Posted: 22 Aug 2020 03:46 AM PDT
«Najma al-Khatib, uma professora síria de 50 anos, conta ao “The New York Times” como oficiais gregos mascarados a levaram, com mais 21 pessoas (dois bebés), de um centro de detenção em Rodes para um bote salva-vidas sem leme e sem motor que foi abandonado em alto-mar. Segundo o jornal, as autoridades gregas expulsaram secretamente, em 31 ações realizadas desde março, 1072 requerentes de asilo. Também retiraram combustível a barcos de refugia¬dos e rebocaram-nos para as águas turcas. E abandonaram refugiados numa ilha desabitada. E expulsaram migrantes legais, enfiando-os num barco no rio Evros. Não é na Hungria ou na Polónia. É na Grécia. A chegada dos conservadores ao poder, a pandemia e o abandono dos gregos à sua sorte na tarefa de gerir a fronteira da União explicam a complacência nacional com a barbárie. Mas nada neste comportamento da Grécia a distingue de uma odiosa tirania. A diferença é que reserva o crime para quem não seja grego.

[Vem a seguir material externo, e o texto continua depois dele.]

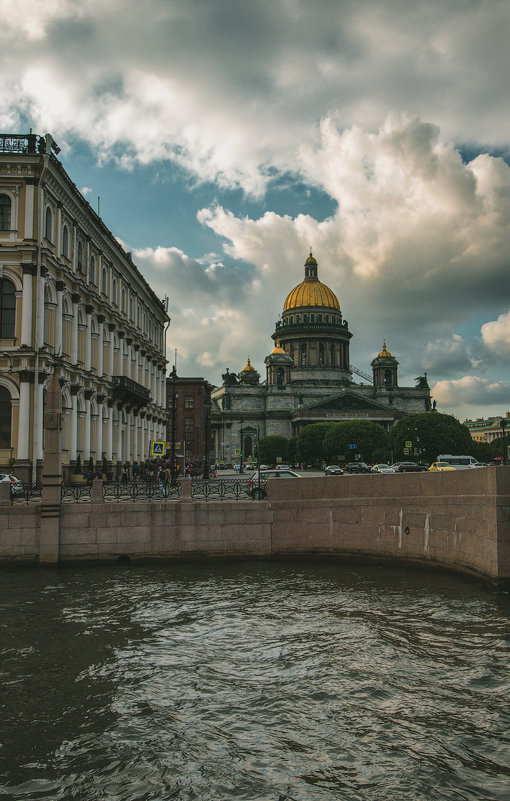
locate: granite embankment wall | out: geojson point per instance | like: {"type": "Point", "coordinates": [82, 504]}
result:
{"type": "Point", "coordinates": [459, 520]}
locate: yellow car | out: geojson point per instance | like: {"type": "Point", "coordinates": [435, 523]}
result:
{"type": "Point", "coordinates": [438, 467]}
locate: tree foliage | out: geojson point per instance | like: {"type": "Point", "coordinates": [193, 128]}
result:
{"type": "Point", "coordinates": [369, 438]}
{"type": "Point", "coordinates": [271, 448]}
{"type": "Point", "coordinates": [431, 433]}
{"type": "Point", "coordinates": [310, 442]}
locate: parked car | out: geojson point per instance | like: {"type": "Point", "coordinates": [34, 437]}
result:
{"type": "Point", "coordinates": [258, 490]}
{"type": "Point", "coordinates": [409, 467]}
{"type": "Point", "coordinates": [358, 467]}
{"type": "Point", "coordinates": [333, 470]}
{"type": "Point", "coordinates": [439, 467]}
{"type": "Point", "coordinates": [16, 485]}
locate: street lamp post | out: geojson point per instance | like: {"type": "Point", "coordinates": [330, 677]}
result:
{"type": "Point", "coordinates": [173, 472]}
{"type": "Point", "coordinates": [502, 423]}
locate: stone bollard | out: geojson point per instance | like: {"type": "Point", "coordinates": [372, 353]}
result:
{"type": "Point", "coordinates": [96, 493]}
{"type": "Point", "coordinates": [186, 491]}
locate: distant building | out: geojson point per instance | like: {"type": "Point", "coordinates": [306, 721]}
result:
{"type": "Point", "coordinates": [70, 295]}
{"type": "Point", "coordinates": [486, 429]}
{"type": "Point", "coordinates": [309, 378]}
{"type": "Point", "coordinates": [191, 399]}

A proximidade faz-me olhar mais para as vítimas de Reguengos do que para as do Mediterrâneo. Mas sei que aquelas vidas valem o mesmo e o meu dever para com elas é o mesmo. É esta incapacidade de distinguir “nós” e “eles” que, dizem-me, me coloca num extremo. É a radicalidade com que dou igual valor à vida de um sírio e de um grego, de um português e de um líbio, de um negro e de um polícia, que me aproxima dos que acreditam no oposto: que tratar da vida dos “nossos” vale a dor necessária dos outros. No meio de nós ficam os moderados. Os que não marchariam com abolicionistas ou sufragistas radicais, que não pegariam em armas no Gueto de Varsóvia, que toleraram até há pouco tempo a discriminação legal dos homossexuais. Não teriam tomado nem o Carmo nem a Bastilha. E perante um bote à deriva com 22 seres humanos, dois bebés, carregado pela civilizadíssima Europa para alto-mar, pedem que não acicatemos a extrema-direita que já determina o que somos pelo medo que cresça.

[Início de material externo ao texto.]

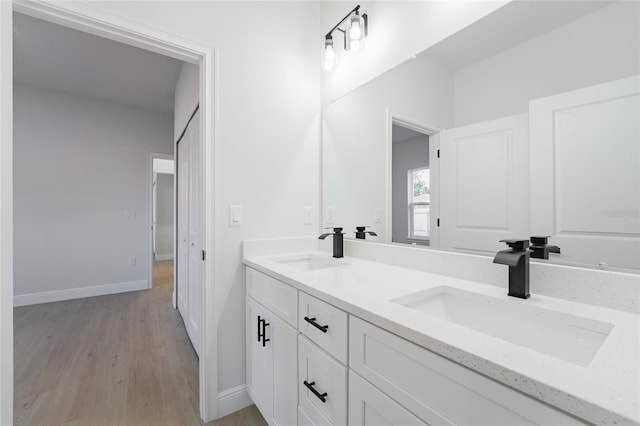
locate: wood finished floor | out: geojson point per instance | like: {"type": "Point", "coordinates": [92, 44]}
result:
{"type": "Point", "coordinates": [122, 359]}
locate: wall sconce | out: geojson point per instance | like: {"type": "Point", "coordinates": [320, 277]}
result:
{"type": "Point", "coordinates": [354, 32]}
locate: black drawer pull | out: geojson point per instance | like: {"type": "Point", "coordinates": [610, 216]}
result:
{"type": "Point", "coordinates": [264, 333]}
{"type": "Point", "coordinates": [321, 396]}
{"type": "Point", "coordinates": [313, 322]}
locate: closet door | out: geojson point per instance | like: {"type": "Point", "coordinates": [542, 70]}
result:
{"type": "Point", "coordinates": [182, 265]}
{"type": "Point", "coordinates": [484, 190]}
{"type": "Point", "coordinates": [195, 263]}
{"type": "Point", "coordinates": [585, 173]}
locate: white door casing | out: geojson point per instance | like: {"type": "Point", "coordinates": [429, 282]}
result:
{"type": "Point", "coordinates": [195, 262]}
{"type": "Point", "coordinates": [585, 173]}
{"type": "Point", "coordinates": [182, 269]}
{"type": "Point", "coordinates": [483, 188]}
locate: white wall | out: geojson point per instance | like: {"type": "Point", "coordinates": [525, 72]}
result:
{"type": "Point", "coordinates": [608, 48]}
{"type": "Point", "coordinates": [79, 164]}
{"type": "Point", "coordinates": [164, 216]}
{"type": "Point", "coordinates": [356, 129]}
{"type": "Point", "coordinates": [407, 155]}
{"type": "Point", "coordinates": [267, 126]}
{"type": "Point", "coordinates": [187, 97]}
{"type": "Point", "coordinates": [6, 213]}
{"type": "Point", "coordinates": [397, 29]}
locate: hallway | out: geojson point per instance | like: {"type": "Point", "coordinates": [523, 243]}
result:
{"type": "Point", "coordinates": [109, 360]}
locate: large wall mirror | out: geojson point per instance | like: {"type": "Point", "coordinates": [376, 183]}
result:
{"type": "Point", "coordinates": [525, 123]}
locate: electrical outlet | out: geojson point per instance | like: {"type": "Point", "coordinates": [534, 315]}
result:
{"type": "Point", "coordinates": [308, 215]}
{"type": "Point", "coordinates": [235, 215]}
{"type": "Point", "coordinates": [330, 216]}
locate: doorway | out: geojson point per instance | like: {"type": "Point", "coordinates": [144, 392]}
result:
{"type": "Point", "coordinates": [162, 221]}
{"type": "Point", "coordinates": [110, 27]}
{"type": "Point", "coordinates": [413, 205]}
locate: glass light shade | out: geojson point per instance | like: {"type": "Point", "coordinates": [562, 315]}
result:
{"type": "Point", "coordinates": [356, 30]}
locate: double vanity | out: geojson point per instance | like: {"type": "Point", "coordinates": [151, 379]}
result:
{"type": "Point", "coordinates": [359, 342]}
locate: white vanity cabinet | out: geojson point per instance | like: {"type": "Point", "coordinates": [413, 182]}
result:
{"type": "Point", "coordinates": [435, 389]}
{"type": "Point", "coordinates": [271, 348]}
{"type": "Point", "coordinates": [322, 358]}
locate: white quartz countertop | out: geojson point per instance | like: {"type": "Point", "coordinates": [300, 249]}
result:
{"type": "Point", "coordinates": [605, 392]}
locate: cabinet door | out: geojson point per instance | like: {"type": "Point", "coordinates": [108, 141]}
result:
{"type": "Point", "coordinates": [324, 396]}
{"type": "Point", "coordinates": [368, 406]}
{"type": "Point", "coordinates": [259, 359]}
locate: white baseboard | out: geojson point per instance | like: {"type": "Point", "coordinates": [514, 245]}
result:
{"type": "Point", "coordinates": [232, 400]}
{"type": "Point", "coordinates": [77, 293]}
{"type": "Point", "coordinates": [159, 257]}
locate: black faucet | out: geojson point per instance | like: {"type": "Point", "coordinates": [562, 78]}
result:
{"type": "Point", "coordinates": [361, 234]}
{"type": "Point", "coordinates": [540, 249]}
{"type": "Point", "coordinates": [337, 241]}
{"type": "Point", "coordinates": [517, 257]}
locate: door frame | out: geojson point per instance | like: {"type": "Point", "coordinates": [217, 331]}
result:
{"type": "Point", "coordinates": [150, 207]}
{"type": "Point", "coordinates": [434, 142]}
{"type": "Point", "coordinates": [87, 18]}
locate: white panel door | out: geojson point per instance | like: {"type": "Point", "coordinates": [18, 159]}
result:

Não me determina a mim. Ainda tenho indignação perante um barco à deriva com 22 pessoas, dois bebés. Sou do extremo que dizem que toca no outro. Porque sei que o silêncio “moderado” perante o discurso bárbaro que se torna hegemónico na Europa é o problema. Sou antirracista radical. Porque não percebo que moderação pode haver perante a violência quotidiana do racismo. Porque não estou num ponto equidistante entre a vítima e o agressor. Porque o meu respeito pelas forças de segurança, ou por qualquer outro poder, não é independente do que façam. Porque sei que o que vemos na Grécia ainda não é o fim da linha. Nem o discurso oportunista de Ventura (que esta semana veio em defesa da corrupção de Steve Bannon, chamando-lhe “uma questão qualquer de angariação de fundos” e avisando a Justiça portuguesa que nunca se atreva a investigar o Chega), o deputado que sem revolta geral propôs o confinamento especial para uma etnia. Não foi por causa dos que resistiram ao antissemitismo generalizado na Europa que ele se transformou numa indústria de ódio. Foi lentamente, tratando seres humanos como mercadoria indesejada. Por culpa da moderação conivente dos que acham que todos os extremos se tocam.»